This painting is by Quentin Metsys the Younger, a Flemish painter and artist of the Tudor court. It is one of several Sieve Portraits of Elizabeth I painted by various artists from 1579 into the early 1580s, so called because they depict Elizabeth carrying a sieve, thus associating her with the Roman Vestal Virgin, Tuccia. The sieve is also an emblem of wisdom and discernment.
The Sieve Portraits mark a turn in Elizabethan portraiture as they introduce motifs celebrating the Queen’s chastity while also depicting the established imagery of Elizabethan imperialism. This combination of symbols creates a version of Elizabeth whose powerful and discerning rule is directly related to her status as a Virgin Queen. This celebration of Elizabeth’s virginity may have been a response to the ongoing marriage suit of Francis, Duke of Alençon and Anjou by those opposed to the match. Sir Christopher Hatton – one such opponent – is depicted in the background of the portrait and may well be its patron.
Tuccia, the Vestal Virgin and other symbols of chastity
In ancient Rome, Vestal Virgins took vows of chastity and were attendants of Vesta, goddess of hearth and home. In Roman mythology, Tuccia, a priestess of Vesta, was falsely accused of unchasteness. She proved her virtue by performing a miracle: carrying a sieve full of water from the River Tiber to Vesta’s Temple without spilling a drop. Other symbols of chastity in the painting include a quotation from the 14th-century poet Petrarch in the bottom left on the folly of love, and the faceted column to the left – Petrarch’s idealised love and muse Laura was often depicted with a pillar of jasper, a stone with the power to quench passion. The pillar (also a symbol of imperialism) is decorated with roundels depicting the story of Dido and Aeneas: Aeneas resisted Dido’s advances and went on to found the Roman Empire.
The Virgin Queen and A Midsummer Night’s Dream
Oberon speaks of a ‘fair vestal’ and ‘imperial vot’ress’ in his anecdote of watching Cupid’s dart fall unspent (2.1.158–64). These are often taken to be complementary allusions to Elizabeth I and her virginity, a spectre lurking in the background of the play’s exploration of the themes of marriage, virginity and female sexual choice and agency. In the first few decades of her reign, Elizabeth presented herself as a marriageable virgin, but always reserved the right to choose her own husband and even whether or not she would marry at all. From the early 1580s, she was presented as a perpetual Virgin Queen. In A Midsummer Night’s Dream, Titania, a headstrong Queen, foreswears her husband’s bed while they are in dispute (2.1.62). Hermia creates her own choice when faced with the options of death, enforced virginity or an arranged marriage, by running away with her chosen lover. She is then confronted with and resists Lysander’s (and her own) sexual desires. The play’s allusions to Elizabeth (whose refusal to bend to external pressures to marry received much criticism) perhaps become darker or more dangerously pointed as the events of the wood turn cruel and the male characters exert their power over the women.
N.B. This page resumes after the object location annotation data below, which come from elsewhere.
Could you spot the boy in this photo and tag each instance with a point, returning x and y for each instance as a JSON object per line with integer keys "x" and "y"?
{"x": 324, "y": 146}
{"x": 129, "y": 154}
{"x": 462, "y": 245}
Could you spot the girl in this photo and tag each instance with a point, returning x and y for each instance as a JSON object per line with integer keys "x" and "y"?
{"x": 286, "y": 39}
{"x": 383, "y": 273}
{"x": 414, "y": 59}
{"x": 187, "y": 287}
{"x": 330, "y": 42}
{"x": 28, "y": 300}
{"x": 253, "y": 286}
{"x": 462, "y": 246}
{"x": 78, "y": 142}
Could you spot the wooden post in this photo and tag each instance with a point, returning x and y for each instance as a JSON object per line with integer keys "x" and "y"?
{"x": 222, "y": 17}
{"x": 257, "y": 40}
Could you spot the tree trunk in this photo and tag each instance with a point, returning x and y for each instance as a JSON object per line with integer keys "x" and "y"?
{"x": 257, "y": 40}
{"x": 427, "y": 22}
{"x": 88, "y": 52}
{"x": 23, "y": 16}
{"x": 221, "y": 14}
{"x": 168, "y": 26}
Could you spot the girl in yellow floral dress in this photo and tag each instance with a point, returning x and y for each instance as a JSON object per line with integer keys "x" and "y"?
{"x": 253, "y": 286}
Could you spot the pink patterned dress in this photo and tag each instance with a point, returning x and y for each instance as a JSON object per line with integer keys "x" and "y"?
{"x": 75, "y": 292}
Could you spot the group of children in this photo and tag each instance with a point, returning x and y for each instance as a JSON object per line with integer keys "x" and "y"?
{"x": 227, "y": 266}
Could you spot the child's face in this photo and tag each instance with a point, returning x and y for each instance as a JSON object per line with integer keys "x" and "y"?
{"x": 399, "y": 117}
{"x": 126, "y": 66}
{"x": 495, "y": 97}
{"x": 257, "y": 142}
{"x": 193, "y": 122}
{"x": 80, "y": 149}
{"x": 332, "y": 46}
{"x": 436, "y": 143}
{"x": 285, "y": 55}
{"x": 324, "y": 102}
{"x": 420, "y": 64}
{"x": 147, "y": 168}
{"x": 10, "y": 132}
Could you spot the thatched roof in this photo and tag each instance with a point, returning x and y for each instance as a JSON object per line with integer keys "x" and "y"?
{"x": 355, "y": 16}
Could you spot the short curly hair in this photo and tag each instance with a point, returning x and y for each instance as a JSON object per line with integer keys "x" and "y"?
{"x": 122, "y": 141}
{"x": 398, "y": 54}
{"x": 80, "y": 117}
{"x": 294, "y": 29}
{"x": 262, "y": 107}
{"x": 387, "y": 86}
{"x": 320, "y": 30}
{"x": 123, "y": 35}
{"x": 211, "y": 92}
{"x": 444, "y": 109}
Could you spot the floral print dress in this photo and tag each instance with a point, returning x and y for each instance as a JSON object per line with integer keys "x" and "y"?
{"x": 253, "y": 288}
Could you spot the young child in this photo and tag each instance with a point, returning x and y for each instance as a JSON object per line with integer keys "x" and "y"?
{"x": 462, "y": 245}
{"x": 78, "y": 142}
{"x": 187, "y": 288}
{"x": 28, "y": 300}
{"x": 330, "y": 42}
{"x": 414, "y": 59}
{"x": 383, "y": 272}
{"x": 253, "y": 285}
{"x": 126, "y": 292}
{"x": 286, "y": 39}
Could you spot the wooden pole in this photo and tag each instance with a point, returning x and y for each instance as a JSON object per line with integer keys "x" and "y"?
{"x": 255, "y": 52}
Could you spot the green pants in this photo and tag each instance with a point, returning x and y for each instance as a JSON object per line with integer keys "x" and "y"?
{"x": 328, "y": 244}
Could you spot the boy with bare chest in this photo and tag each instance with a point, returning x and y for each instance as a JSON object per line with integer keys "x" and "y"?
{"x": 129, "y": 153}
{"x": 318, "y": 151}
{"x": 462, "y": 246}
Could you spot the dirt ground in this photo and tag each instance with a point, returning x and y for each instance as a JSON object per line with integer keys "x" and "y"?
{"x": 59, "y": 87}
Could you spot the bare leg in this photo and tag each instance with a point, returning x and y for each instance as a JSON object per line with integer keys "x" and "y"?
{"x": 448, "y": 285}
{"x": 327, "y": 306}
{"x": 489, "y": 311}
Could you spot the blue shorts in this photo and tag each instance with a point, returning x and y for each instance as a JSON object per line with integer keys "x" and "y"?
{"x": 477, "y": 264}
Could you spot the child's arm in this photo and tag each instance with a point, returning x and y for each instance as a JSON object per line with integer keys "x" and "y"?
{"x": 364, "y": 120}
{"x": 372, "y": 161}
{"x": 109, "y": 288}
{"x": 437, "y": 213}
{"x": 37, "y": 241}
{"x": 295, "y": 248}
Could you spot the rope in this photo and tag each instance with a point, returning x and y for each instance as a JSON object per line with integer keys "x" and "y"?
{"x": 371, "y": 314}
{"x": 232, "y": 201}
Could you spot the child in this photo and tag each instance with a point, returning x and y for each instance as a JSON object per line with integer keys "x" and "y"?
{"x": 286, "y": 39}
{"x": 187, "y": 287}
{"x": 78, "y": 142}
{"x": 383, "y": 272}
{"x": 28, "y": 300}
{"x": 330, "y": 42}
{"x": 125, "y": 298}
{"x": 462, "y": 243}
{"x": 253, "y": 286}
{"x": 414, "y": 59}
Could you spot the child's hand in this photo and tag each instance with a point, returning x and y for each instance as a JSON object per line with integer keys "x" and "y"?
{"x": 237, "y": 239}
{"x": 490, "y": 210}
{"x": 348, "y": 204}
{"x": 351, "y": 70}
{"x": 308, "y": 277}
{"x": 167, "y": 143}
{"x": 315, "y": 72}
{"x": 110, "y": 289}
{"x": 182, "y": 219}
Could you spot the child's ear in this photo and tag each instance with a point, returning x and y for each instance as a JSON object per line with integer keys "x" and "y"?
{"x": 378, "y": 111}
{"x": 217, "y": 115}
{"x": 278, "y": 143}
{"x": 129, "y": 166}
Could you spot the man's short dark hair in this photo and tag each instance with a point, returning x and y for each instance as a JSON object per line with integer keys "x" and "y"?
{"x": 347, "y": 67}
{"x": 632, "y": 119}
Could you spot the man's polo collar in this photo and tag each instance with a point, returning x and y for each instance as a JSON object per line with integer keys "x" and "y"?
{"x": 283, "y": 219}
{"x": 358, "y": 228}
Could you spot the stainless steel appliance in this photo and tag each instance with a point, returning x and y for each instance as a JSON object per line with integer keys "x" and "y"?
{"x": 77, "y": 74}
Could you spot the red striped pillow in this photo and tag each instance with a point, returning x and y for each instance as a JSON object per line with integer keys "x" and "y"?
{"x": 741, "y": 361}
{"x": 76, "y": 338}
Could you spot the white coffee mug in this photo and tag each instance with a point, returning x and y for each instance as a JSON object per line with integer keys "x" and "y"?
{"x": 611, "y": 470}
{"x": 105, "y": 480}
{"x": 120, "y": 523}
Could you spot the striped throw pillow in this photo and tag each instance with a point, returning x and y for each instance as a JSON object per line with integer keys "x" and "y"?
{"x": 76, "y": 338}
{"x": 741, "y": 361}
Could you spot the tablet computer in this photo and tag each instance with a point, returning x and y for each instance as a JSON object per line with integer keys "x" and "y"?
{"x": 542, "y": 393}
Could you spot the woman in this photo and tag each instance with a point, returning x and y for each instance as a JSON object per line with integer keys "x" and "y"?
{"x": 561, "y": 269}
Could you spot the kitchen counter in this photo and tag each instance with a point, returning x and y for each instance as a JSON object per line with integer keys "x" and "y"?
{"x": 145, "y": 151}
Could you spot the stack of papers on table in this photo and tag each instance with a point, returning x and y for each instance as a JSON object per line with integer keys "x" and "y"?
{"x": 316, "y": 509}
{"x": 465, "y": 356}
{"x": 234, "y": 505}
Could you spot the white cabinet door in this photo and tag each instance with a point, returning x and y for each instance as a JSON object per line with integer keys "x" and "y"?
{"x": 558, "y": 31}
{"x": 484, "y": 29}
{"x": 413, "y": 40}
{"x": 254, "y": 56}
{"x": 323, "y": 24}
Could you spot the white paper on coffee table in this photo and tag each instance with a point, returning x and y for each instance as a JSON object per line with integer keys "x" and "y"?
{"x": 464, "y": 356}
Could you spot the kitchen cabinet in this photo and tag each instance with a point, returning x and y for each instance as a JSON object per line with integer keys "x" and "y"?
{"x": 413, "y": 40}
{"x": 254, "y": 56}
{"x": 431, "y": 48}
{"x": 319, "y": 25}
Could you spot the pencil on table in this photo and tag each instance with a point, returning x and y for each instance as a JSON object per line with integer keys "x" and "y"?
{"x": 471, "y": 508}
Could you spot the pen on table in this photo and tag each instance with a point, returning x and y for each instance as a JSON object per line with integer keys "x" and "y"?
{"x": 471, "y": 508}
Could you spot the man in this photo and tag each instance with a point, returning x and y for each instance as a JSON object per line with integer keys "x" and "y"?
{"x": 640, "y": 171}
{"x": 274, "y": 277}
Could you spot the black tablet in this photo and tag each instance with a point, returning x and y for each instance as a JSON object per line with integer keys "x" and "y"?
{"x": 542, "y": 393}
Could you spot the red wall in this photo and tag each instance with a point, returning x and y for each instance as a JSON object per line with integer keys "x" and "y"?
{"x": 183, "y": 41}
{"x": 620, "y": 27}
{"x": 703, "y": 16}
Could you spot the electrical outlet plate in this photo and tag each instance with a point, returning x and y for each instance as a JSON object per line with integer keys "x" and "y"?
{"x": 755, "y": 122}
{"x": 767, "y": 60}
The Merchant of Venice and the woman’s right to choose
Ideas about Elizabeth’s rejection of foreign suitors, her right to choose a husband or to remain chaste, resonate in The Merchant of Venice. In a strikingly powerful speech, Portia laments the fact that her marriage is dictated by male choices. Her ‘dead father’ devised a ‘lott’ry’ where suitors from different countries ‘choose’ from three different caskets (1.2.25;33). Portia must marry the man who chooses the chest containing her portrait. Yet she notes the heavy irony of ‘the word choose’ since ‘I may neither choose who I would, nor refuse who I dislike’ (1.2.22–24). She wittily mocks her international suitors, hoping they fail the test and ‘return … home’ (1.2.102–03); but she admits she ‘will die as chaste as Diana’ if she challenges her ‘father’s will’ (1.2.106–08). Ultimately however, the conflict between male and female choice, submission and rebellion, is conveniently resolved by the fact that Bassanio – the man Portia loves – choose the right casket in Act 3, Scene 2.